Simon Willison’s Weblog: ChatGPT agent’s user-agent

Source URL: https://simonwillison.net/2025/Aug/4/chatgpt-agents-user-agent/#atom-everything
Source: Simon Willison’s Weblog
Title: ChatGPT agent’s user-agent

Feedly Summary: I was exploring how ChatGPT agent works today. I learned some interesting things about how it exposes its identity through HTTP headers, then made a huge blunder in thinking it was leaking its URLs to Bingbot and Yandex… but it turned out that was a Cloudflare feature that had nothing to do with ChatGPT.
ChatGPT agent is the recently released (and confusingly named) ChatGPT feature that provides browser automation combined with terminal access as a feature of ChatGPT – replacing their previous Operator research preview which is scheduled for deprecation on August 31st.
Investigating ChatGPT agent’s user-agent
I decided to dig into how it works by creating a logged web URL endpoint using django-http-debug.

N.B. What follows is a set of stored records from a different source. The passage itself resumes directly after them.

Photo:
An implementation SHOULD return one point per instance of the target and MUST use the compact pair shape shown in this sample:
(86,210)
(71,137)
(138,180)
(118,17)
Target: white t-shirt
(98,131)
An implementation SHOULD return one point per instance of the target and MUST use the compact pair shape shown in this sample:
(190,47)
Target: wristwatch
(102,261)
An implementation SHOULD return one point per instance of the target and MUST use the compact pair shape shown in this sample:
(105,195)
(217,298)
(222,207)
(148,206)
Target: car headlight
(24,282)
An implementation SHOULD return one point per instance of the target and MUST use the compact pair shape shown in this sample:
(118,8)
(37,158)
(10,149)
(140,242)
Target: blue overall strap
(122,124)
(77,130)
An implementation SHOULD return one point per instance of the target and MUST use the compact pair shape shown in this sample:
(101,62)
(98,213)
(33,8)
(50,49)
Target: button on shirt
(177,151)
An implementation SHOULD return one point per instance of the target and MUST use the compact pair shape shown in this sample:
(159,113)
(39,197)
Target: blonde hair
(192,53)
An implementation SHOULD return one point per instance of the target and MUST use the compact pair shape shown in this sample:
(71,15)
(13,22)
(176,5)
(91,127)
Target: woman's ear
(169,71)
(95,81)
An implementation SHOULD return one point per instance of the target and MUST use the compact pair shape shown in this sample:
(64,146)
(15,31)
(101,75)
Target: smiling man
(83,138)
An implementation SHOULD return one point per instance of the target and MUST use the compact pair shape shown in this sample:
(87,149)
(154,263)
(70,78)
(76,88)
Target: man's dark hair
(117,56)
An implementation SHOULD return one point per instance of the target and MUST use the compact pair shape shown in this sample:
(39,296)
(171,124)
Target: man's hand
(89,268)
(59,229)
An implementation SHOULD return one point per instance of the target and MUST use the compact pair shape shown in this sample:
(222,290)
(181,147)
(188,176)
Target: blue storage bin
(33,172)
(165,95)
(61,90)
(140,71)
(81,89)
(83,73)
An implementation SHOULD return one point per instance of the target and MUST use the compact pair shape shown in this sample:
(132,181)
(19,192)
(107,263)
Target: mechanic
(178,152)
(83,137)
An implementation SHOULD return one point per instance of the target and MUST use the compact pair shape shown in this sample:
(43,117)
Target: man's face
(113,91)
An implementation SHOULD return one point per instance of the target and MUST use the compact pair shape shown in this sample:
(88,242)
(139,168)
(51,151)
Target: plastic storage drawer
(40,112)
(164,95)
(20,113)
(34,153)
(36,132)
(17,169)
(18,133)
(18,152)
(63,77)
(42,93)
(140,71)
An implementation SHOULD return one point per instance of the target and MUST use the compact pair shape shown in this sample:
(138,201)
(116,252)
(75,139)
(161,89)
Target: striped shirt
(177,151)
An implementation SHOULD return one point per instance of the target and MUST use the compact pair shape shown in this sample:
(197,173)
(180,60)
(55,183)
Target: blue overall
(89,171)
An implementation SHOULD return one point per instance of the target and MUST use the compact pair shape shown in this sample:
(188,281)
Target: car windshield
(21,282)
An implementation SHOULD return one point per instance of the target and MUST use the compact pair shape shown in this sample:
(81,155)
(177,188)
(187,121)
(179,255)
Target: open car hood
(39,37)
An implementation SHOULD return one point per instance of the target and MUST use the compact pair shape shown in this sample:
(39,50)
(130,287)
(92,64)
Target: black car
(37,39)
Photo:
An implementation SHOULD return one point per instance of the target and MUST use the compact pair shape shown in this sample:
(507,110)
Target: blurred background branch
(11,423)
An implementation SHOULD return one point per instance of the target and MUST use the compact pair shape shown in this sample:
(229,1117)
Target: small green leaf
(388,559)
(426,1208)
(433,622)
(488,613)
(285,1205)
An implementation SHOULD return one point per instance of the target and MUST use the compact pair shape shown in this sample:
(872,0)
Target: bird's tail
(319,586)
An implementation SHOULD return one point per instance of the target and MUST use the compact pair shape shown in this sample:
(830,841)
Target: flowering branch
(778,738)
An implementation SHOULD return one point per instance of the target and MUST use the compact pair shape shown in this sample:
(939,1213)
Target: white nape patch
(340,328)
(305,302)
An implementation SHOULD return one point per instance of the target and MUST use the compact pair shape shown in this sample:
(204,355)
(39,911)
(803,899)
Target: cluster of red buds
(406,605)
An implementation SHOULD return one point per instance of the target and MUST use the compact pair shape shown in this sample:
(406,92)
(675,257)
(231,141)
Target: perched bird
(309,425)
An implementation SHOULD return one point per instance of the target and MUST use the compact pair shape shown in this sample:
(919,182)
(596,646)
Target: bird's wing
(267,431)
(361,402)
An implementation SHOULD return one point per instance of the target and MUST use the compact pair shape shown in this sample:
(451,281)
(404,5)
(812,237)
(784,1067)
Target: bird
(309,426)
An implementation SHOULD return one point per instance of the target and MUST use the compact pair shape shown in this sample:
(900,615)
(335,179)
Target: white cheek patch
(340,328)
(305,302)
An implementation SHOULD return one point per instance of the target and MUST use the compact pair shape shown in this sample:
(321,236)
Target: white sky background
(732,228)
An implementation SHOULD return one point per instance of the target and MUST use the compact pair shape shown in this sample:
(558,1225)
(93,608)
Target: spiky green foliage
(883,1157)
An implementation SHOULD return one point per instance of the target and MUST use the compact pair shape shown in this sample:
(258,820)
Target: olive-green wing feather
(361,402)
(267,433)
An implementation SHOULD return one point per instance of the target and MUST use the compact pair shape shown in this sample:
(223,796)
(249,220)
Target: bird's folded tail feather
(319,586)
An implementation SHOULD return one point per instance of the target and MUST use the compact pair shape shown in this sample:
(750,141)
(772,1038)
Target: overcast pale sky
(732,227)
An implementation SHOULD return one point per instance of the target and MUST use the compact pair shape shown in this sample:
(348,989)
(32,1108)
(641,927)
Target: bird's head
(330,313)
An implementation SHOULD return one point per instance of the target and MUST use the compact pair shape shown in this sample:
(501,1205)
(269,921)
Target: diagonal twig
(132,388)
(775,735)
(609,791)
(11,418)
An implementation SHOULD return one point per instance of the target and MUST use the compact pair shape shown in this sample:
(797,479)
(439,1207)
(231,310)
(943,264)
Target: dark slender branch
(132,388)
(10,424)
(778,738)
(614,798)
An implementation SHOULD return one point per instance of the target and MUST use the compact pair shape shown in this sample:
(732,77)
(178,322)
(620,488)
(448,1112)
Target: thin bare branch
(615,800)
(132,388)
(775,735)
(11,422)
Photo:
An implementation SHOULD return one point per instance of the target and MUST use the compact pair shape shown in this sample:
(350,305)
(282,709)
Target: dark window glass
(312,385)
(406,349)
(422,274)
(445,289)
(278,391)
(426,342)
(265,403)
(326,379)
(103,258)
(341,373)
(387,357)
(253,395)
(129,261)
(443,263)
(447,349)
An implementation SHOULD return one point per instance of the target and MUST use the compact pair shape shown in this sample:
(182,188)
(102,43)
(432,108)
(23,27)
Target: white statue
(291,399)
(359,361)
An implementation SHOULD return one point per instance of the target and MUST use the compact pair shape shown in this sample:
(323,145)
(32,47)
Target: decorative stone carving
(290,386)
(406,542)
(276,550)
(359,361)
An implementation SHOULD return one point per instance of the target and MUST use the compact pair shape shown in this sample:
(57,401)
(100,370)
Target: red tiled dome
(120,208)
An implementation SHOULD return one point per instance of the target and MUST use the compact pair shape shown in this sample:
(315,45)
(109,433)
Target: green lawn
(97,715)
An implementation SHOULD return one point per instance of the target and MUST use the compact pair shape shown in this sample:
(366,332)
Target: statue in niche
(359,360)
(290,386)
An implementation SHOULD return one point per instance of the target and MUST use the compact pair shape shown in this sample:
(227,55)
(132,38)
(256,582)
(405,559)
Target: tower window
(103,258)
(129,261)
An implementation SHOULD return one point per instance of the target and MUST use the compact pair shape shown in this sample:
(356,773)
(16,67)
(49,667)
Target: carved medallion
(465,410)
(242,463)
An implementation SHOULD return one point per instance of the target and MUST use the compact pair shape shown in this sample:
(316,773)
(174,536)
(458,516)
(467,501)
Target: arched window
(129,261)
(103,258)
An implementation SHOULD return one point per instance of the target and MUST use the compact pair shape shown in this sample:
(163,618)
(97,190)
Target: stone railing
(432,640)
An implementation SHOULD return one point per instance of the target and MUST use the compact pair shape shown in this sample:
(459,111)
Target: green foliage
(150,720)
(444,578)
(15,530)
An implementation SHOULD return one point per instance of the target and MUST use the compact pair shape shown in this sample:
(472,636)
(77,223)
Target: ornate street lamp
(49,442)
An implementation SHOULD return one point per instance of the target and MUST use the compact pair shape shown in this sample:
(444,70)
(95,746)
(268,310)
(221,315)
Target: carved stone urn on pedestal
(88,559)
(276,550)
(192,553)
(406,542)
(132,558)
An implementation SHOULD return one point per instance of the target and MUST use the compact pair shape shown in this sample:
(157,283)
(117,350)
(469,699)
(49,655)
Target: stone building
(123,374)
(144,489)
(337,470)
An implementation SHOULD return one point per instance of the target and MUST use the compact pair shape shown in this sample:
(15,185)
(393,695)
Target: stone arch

Then I told ChatGPT agent mode to explore that new page:

My logging captured these request headers:
Via: 1.1 heroku-router
Host: simonwillison.net
Accept: text/html,application/xhtml+xml,application/xml;q=0.9,image/avif,image/webp,image/apng,*/*;q=0.8,application/signed-exchange;v=b3;q=0.7
Cf-Ray: 96a0f289adcb8e8e-SEA
Cookie: cf_clearance=zzV8W…
Server: Heroku
Cdn-Loop: cloudflare; loops=1
Priority: u=0, i
Sec-Ch-Ua: “Not)A;Brand";v="8", "Chromium";v="138"
Signature: sig1=:1AxfqHocTf693inKKMQ7NRoHoWAZ9d/vY4D/FO0+MqdFBy0HEH3ZIRv1c3hyiTrzCvquqDC8eYl1ojcPYOSpCQ==:
Cf-Visitor: {"scheme":"https"}
User-Agent: Mozilla/5.0 (Macintosh; Intel Mac OS X 10_15_7) AppleWebKit/537.36 (KHTML, like Gecko) Chrome/138.0.0.0 Safari/537.36
Cf-Ipcountry: US
X-Request-Id: 45ef5be4-ead3-99d5-f018-13c4a55864d3
Sec-Fetch-Dest: document
Sec-Fetch-Mode: navigate
Sec-Fetch-Site: none
Sec-Fetch-User: ?1
Accept-Encoding: gzip, br
Accept-Language: en-US,en;q=0.9
Signature-Agent: "https://chatgpt.com"
Signature-Input: sig1=("@authority" "@method" "@path" "signature-agent");created=1754340838;keyid="otMqcjr17mGyruktGvJU8oojQTSMHlVm7uO-lrcqbdg";expires=1754344438;nonce="_8jbGwfLcgt_vUeiZQdWvfyIeh9FmlthEXElL-O2Rq5zydBYWivw4R3sV9PV-zGwZ2OEGr3T2Pmeo2NzmboMeQ";tag="web-bot-auth";alg="ed25519"
X-Forwarded-For: 2a09:bac5:665f:1541::21e:154, 172.71.147.183
X-Request-Start: 1754340840059
Cf-Connecting-Ip: 2a09:bac5:665f:1541::21e:154
Sec-Ch-Ua-Mobile: ?0
X-Forwarded-Port: 80
X-Forwarded-Proto: http
Sec-Ch-Ua-Platform: "Linux"
Upgrade-Insecure-Requests: 1

That Mozilla/5.0 (Macintosh; Intel Mac OS X 10_15_7) AppleWebKit/537.36 (KHTML, like Gecko) Chrome/138.0.0.0 Safari/537.36 user-agent header is the one used by the most recent Chrome on macOS – which is a little odd here as the Sec-Ch-Ua-Platform : "Linux" indicates that the agent browser runs on Linux.
At first glance it looks like ChatGPT is being dishonest here by not including its bot identity in the user-agent header. I thought for a moment it might be reflecting my own user-agent, but I’m using Firefox on macOS and it identified itself as Chrome.
Then I spotted this header:
Signature-Agent: "https://chatgpt.com"

Which is accompanied by a much more complex header called Signature-Input:
Signature-Input: sig1=("@authority" "@method" "@path" "signature-agent");created=1754340838;keyid="otMqcjr17mGyruktGvJU8oojQTSMHlVm7uO-lrcqbdg";expires=1754344438;nonce="_8jbGwfLcgt_vUeiZQdWvfyIeh9FmlthEXElL-O2Rq5zydBYWivw4R3sV9PV-zGwZ2OEGr3T2Pmeo2NzmboMeQ";tag="web-bot-auth";alg="ed25519"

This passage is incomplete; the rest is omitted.